In diesem Quartier, in dem Urbanität und eine Art von Idylle unerwartet aufeinandertreffen, unmittelbar angrenzend an die Kirche erblüht momentan wieder besonders opulent der umfriedete Kirchgarten, der ehemalige dänische Friedhof Norderreihe ist zum Wohlerspark geworden und ein Kleinod an Grün mitten im Gewimmel, dort also erhebt sich doch schon prächtig und gleichzeitig etwas hanseatisch zurückgesetzt, die St. Johanniskirche, St. Johannis – Kulturkirche Altona.
Johannes Otzen hat sie 28jährig im neugotischen Stil erbaut, geweiht wurde unser schönes Gotteshaus im Jahr 1873, die Geschichte ist, zurückhaltend formuliert: wechselhaft, wirksam preussisch noch im wilhelminischen Zeitalter, dann Garnisonskirche, in der Nazizeit fand dort eine Massenhochzeit von Angestellten der Firma Reemtsma im Zeichen des Hakenkreuzes statt, eines der martialischen und kritikfreien Kriegerdenkmäler für die gefallenen Soldaten des ersten großen Krieges wurde auf der Grünfläche nebenan errichtet.
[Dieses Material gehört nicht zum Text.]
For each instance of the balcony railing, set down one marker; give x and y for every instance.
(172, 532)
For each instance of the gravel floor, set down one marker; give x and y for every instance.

Pastor Ulrich Hentschel initiierte einen künstlerischen Gegenkommentar, die dazu errichteten Steelen von Rainer Tiedje, die das ursprüngliche Kriegerdenkmal umgeben, zeigen die Kriegsakteure als ausgemergelte, vom Leid gezeichnete Gestalten.
Nachdem die Kirche durch einen Brand 1994 - ein Lehrling hatte Feuer gelegt - schwer beschädigt worden war, musste die Orgel ersetzt werden. Vier Jahre später konnte die neue Orgel der Schweizer Firma Kuhn geweiht werden, ein im Norden einzigartiges Instrument, das insbesondere für die Aufführung spätromantischer französische Orgelliteratur geschaffen wurde und in der Tradition der Orgelbaukunst von Aristide Cavallié-Coll steht, der u.a. die Orgel im Pariser Trocadero erbaut hat.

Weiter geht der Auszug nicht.